“Above all, do not lose your desire to walk. Everyday, I walk myself into a state of well-being & walk away from every illness. I have walked myself into my best thoughts, and I know of no thought so burdensome that one cannot walk away from it. But by sitting still, & the more one sits still, the closer one comes to feeling ill. Thus if one just keeps on walking, everything will be all right.”
― Søren Kierkegaard
As I write this, the pup is sighing behind me, expressing some minor indignation that I’m spending these moments tapping on a keyboard instead of walking with her out in her kingdom, where she can keep track of the squirrels and rabbits who dare to encroach. We each have a purpose for our walks, but we share discovery in common. She catches up on the latest action in the neighborhood, I sometimes process the changes myself, or I dive deeply into introspection. Each step is different.
Walking is a nonnegotiable part of my life. Every day I must walk, if not for myself than for that insistent puppy who has also deemed walking a nonnegotiable.

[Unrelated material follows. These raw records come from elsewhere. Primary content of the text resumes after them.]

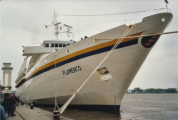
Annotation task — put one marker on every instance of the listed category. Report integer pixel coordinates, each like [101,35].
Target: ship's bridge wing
[47,46]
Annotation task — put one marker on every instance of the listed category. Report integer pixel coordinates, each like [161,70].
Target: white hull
[122,64]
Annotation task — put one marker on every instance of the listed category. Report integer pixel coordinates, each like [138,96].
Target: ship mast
[55,26]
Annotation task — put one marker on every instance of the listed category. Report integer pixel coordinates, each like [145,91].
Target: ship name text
[72,70]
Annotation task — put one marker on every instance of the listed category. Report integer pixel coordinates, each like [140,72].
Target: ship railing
[163,10]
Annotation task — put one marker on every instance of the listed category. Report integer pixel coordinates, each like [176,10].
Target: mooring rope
[107,14]
[117,43]
[56,105]
[95,39]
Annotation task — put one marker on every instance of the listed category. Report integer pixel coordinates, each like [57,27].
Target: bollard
[31,106]
[56,115]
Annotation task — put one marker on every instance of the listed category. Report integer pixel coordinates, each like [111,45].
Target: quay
[23,112]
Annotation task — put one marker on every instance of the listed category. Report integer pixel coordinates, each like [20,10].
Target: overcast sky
[22,24]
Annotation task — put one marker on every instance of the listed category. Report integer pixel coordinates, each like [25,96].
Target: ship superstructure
[58,68]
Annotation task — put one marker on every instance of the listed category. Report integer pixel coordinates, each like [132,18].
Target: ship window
[56,44]
[46,45]
[64,45]
[60,44]
[52,44]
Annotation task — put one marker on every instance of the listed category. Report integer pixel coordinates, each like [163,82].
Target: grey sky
[22,25]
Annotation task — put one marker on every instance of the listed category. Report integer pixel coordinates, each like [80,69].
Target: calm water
[134,107]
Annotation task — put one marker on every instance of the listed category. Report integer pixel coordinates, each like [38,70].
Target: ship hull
[66,69]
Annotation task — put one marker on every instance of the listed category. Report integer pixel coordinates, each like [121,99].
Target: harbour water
[134,107]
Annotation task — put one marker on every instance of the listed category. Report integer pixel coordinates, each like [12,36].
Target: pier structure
[7,69]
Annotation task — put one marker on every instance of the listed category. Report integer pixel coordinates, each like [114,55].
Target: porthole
[163,19]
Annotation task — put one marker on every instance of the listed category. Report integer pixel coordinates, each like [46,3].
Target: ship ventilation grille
[103,74]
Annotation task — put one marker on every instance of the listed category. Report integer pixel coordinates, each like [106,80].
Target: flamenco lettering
[72,70]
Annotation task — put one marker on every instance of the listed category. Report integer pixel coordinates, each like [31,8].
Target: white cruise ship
[58,68]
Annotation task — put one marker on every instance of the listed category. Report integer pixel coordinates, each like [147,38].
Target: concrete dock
[23,112]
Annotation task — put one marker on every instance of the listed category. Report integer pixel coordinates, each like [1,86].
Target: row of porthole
[49,81]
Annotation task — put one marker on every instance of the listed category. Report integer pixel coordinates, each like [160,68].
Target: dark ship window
[47,45]
[52,44]
[60,44]
[64,45]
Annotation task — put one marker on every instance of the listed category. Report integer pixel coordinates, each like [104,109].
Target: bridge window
[46,45]
[64,45]
[56,44]
[60,44]
[52,44]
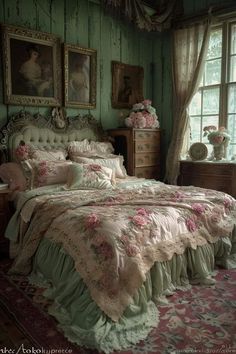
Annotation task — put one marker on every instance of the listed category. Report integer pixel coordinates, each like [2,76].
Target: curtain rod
[218,11]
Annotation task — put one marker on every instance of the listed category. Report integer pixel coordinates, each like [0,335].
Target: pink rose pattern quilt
[115,236]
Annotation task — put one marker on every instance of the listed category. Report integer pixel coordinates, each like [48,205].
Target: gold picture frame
[127,84]
[32,67]
[80,76]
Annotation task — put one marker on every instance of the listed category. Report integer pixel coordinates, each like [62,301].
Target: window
[215,101]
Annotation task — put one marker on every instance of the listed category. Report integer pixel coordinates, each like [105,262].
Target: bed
[108,248]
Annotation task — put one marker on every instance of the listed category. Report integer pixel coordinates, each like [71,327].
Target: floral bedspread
[115,236]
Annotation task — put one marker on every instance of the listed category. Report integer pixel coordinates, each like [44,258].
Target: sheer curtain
[189,52]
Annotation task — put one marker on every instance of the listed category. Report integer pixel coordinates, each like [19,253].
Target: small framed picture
[127,85]
[32,67]
[80,76]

For all my focus on cycling and rowing and kettle bell weight circuits, walking remains the one activity I do every day, and sometimes several times a day. The reason for walking hardly matters now, it’s simply a part of my identity—it’s who I am.
Philosophy and walking are natural allies. We think best when we are moving, particularly when we don’t have distractions like music or podcasts plugged into our ears. Walking is also the best way to experience a place when traveling, and I make a point of walking extensively wherever I go to. My step count always spikes up when I’ve landed in a new place for a few days. Writing that sentence, I feel wanderlust stirring inside me. Walking is a nomadic experience. Our ancestors migrated around the world on their feet. Why not us?
All this talk of walking reminds me that the world awaits. Shall we step to it? Be still no more than is absolutely necessary, friend. For we were born to move.